Things were going great. Or so it seemed. We were bootstrapping and bootlegging, roasting Fine Mexican Coffee and bringing it across the border to sell in the US. Of course, during this time, our budget was very stretched. We were operating our business out of survival, trying to overcome the financial havoc being felt around the world from the pandemic. I was naive and unaware of just how long I could get away with my hustle, “smuggling” coffee into the US for resell. I made many trips across the border. Many times, the agents would hassle me, but ultimately I was able to get through. The thing is, they observed my patterns and routines and connected the dots that I was operating a business enterprise in Mexico and importing coffee without the proper licensing and documentation. Every trip, I feared, would be my last. Especially as I increased sales and increased the amount I was bringing each time. Eventually, I was shut down. It was right before Christmas, in Dec 2021. I had A LOT of coffee to mail out. The buck stops here. After having to sit in the holding room for about an hour, the agents brought me back to my car. They told me I couldn’t continue to bring my coffee across the border through the civilian port of entry. They said I was more than welcome to attempt going through a broker, to move my goods across the border through the commercial port. Easier said than done. I won’t go into detail, but it was just too big of a barrier at the time. We were really counting on this business to keep us going. Not for fun, not as a hobby, but to live. To survive. To better our position in life.

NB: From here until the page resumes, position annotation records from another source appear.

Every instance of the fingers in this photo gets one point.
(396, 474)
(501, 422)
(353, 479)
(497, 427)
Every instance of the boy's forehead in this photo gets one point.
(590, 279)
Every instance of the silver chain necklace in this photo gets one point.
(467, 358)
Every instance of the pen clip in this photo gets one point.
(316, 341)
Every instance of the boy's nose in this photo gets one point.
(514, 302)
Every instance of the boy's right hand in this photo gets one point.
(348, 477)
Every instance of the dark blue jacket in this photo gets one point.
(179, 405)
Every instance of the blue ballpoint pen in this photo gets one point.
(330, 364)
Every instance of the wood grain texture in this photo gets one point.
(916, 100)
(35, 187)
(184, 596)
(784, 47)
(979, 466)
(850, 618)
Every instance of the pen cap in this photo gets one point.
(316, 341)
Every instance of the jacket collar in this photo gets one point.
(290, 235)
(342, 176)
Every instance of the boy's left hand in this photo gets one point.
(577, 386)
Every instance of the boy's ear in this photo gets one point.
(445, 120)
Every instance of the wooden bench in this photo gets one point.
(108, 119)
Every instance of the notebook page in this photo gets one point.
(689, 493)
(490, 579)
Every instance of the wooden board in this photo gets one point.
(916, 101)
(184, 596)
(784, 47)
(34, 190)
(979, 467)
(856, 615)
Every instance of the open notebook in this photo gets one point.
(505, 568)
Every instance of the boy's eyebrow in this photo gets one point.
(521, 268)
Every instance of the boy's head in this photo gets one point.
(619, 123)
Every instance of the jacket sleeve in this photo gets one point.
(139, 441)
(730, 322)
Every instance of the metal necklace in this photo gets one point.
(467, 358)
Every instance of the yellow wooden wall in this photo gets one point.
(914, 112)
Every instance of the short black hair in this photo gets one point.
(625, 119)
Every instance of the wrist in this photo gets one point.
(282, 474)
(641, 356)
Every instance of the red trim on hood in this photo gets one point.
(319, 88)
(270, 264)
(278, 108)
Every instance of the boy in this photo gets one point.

By this time, our son was six months old. Karla needed to be at home taking care of him, and I needed to find a new source of income for our family. Selling coffee in the US would have to go on the back burner for some time.

Moving forward

In the beginning of 2022, I moved away from home to find some external employment. The world started to open back up, and things were getting “back to normal” whatever that means. I took the roaster with me, and kept selling coffee on the side in Mexico just to help cover living expenses. We had many uncertainties about what the future would bring for us, but we didn’t want to give up on our dreams. The spring of 2022 was especially hard on us as a family, being a part and having financial issues. I started to look for better employment in the states, with the hopes of saving back some money for the business and simultaneously keeping food on the table.

At the time of writing this page (September 2022), I’m thousands of miles from home. Working on an organic produce farm in Washington state. It’s very hard to be away from Karla, Dante and our doggies. But it was a necessary step for our future. This time around, we’re trying to do things the right way. We hope to reunite as a family in the upcoming months and figure out a way to keep roasting Fine Mexican Coffee and to get it to you!